What is the nature of the scientific and public controversy concerning the Hockey Stick?
It is my opinion that the Hockey Stick has generated a dynamic and heated debate about its significance and its flaws. Since its publication, Mann’s Hockey Stick has been the subject of intense and often polemical comment and argument in: (a) peer-reviewed, scientific publications critical of the Hockey Stick; (b) analyses of the science behind the Hockey Stick on technical climate blogs; (c) published books on the Hockey Stick controversy; (d) articles by leading science journalists in the mainstream media; (e) online encyclopedia entries on the ‘Hockey Stick Controversy’; (f) Congressional hearings and investigations related to the Hockey Stick; and (e) the personal controversy surrounding Michael Mann in his efforts to defend the Hockey Stick and to thwart his critics.
2. Is it reasonable to regard the Hockey Stick as ‘fraudulent’?
It is my opinion that it is reasonable to have referred to the Hockey Stick in 2012 as ‘fraudulent,’ in the sense that aspects of it are deceptive and misleading:
Image falsification: Mann’s efforts to conceal the so-called “divergence problem” by deleting downward-trending post-1960 data and also by splicing earlier proxy data with later instrumental data is consistent with most standards of image fraud.
Cherry picking: Evidence shows that Mann engaged in selective data cherry picking to create the Hockey Stick, and that this cherry picking contributes to the perception of a “fraudulent” Hockey Stick by journalists, the public and scientists from other fields.
Data falsification (the ‘upside-down’ Tiljander proxy): Substantial evidence shows that Mann inverted data from the Tiljander proxies in a version of the Hockey Stick published in 2008. Mann did not acknowledge his mistaken interpretation of data. Even after published identification of the mistake, this mistake has propagated through subsequent literature including the IPCC 4th Assessment Report.
3. What is Mann’s role in the downward spiral of climate science discourse?
It is my opinion that the scientific discourse surrounding climate change in general, and the Hockey Stick in particular, has deteriorated in civility and professionalism, and that Mann has played a significant and active role in this corrosion and unprofessional degradation of tone. Mann’s approach to public discourse about his work and broader topics in climate change has contributed much to the hostility and animosity that characterize and mark these exchanges. My opinionis based on: (a) the norms of science and scientific discourse; (b) Mann’s withholding of data from his peers; (c) Mann’s efforts to stifle skepticism; and (d) Mann’s attacks on scientists who disagree with him.

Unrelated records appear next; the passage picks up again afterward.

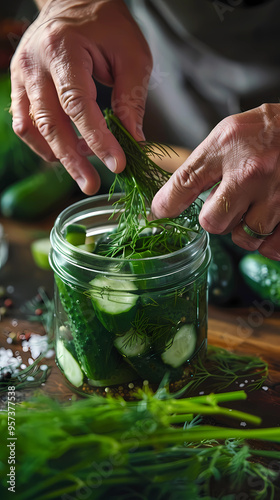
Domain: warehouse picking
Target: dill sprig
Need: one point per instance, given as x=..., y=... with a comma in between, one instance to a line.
x=116, y=449
x=220, y=369
x=140, y=181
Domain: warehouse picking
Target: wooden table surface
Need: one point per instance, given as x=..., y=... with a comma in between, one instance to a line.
x=251, y=330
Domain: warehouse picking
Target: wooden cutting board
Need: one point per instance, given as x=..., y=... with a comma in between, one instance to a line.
x=252, y=330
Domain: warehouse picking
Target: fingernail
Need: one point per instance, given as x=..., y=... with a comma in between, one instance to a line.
x=110, y=163
x=272, y=255
x=140, y=133
x=81, y=181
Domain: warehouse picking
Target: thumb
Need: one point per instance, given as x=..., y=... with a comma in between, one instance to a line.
x=129, y=98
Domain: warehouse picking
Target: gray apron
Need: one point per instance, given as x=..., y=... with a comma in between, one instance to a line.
x=211, y=60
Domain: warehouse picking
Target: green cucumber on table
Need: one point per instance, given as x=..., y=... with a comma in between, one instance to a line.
x=37, y=194
x=262, y=275
x=115, y=303
x=221, y=273
x=93, y=343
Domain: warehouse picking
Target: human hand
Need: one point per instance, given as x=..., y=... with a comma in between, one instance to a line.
x=52, y=85
x=242, y=153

THE SCIENTIFIC AND PUBLIC CONTROVERSY SURROUNDING THE HOCKEY STICK
The Hockey Stick is a graph of global temperatures for the last 600 to 1000 years, reconstructed from tree rings and other so-called proxy data. Its name comes from its shape – a long flat ‘handle’ representing comparatively stable temperatures in earlier centuries, followed by a dramatic uptick – the ‘blade’. The Hockey Stick graph was originally published in two papers co-authored by Michael Mann, Raymond Bradley, and Malcolm Hughes (MBH98, MBH99)[1]. MBH98 included a 600-year reconstruction and MBH99 included a 1000-year reconstruction.
Although Mann had only recently received his Ph.D., he was named as a lead author for a chapter in the Intergovernmental Panel on Climate Change (IPCC) Third Assessment Report (TAR), published in 2001. The Hockey Stick graph appeared seven times in the IPCC TAR, and appeared as the backdrop in the IPCC press conference announcing the findings of the report. Rather than displaying all of the long-term temperature reconstructions considered by the IPCC TAR, the opening figure of the Working Group 1 Summary for Policymakers highlighted a graph of temperature reconstructions based only on the MBH99 paper.

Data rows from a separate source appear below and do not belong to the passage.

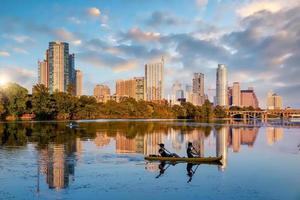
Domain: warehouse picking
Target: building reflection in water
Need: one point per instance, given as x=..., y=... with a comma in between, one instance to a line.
x=57, y=162
x=274, y=134
x=222, y=145
x=101, y=139
x=242, y=136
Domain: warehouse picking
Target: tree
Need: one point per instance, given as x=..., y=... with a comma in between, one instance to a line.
x=42, y=106
x=16, y=98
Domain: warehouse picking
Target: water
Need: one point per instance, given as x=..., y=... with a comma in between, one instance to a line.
x=105, y=160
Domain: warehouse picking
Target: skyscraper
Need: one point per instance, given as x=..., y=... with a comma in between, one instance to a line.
x=221, y=86
x=236, y=94
x=78, y=84
x=274, y=101
x=126, y=88
x=198, y=88
x=140, y=88
x=43, y=73
x=57, y=71
x=154, y=81
x=102, y=93
x=248, y=98
x=61, y=66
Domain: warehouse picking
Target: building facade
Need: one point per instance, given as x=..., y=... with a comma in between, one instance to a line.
x=78, y=85
x=236, y=94
x=102, y=93
x=140, y=88
x=274, y=101
x=43, y=73
x=154, y=81
x=126, y=88
x=221, y=86
x=248, y=98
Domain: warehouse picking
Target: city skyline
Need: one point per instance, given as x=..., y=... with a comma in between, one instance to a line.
x=257, y=52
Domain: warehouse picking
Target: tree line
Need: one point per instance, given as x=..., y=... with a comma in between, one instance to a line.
x=15, y=102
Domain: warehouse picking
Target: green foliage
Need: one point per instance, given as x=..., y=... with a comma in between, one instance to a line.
x=15, y=98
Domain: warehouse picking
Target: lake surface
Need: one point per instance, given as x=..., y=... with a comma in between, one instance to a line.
x=105, y=160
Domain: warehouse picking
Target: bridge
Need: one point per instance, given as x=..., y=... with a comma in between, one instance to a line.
x=264, y=114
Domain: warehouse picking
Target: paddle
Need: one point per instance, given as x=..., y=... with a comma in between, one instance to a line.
x=193, y=172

Following the public release of the IPCC TAR, the Hockey Stick was regarded as central to the IPCC’s case for global warming. The Hockey Stick was, for a time, arguably the most important graph in the world. Its message of unprecedented warmth at the end of the twentieth century was a vital part of the campaign to persuade the public that mankind had changed the world’s climate.
Since publication of the Hockey Stick in Mann’s paleoclimate reconstructions of temperatures (MBH98/99) and its prominence in the IPCC Third Assessment Report (TAR; 2001)[2], there has been substantial scientific controversy over the methods that Mann and his co-authors used in this research. The controversy extends to the results of their analysis, which contradicted existing geological and historical knowledge of the Medieval Warm Period and the Little Ice Age.

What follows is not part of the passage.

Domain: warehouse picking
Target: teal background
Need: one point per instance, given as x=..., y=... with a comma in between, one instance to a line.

Of particular note are two papers published by McIntyre and McKitrick in 2005 that challenged the MBH98/99 analyses (section IIA). These papers motivated two Congressional investigations and hearings in 2006 (section IIE).
In November 2009, the unauthorized release of emails from the Climatic Research Unit at the University of East Anglia (UK) (“Climategate”) revealed that several scientists (including Mann) had evaded Freedom of Information Act requests for data, manipulated the peer review process, downplayed uncertainty about their research and attempted to squash disagreement and dissent from ‘skeptics.’ The publicity surrounding Climategate (Sections IIB, IIC) brought the Hockey Stick controversy back into the public debate on climate change, largely vindicating a range of concerns that had been raised by McIntyre and McKitrick.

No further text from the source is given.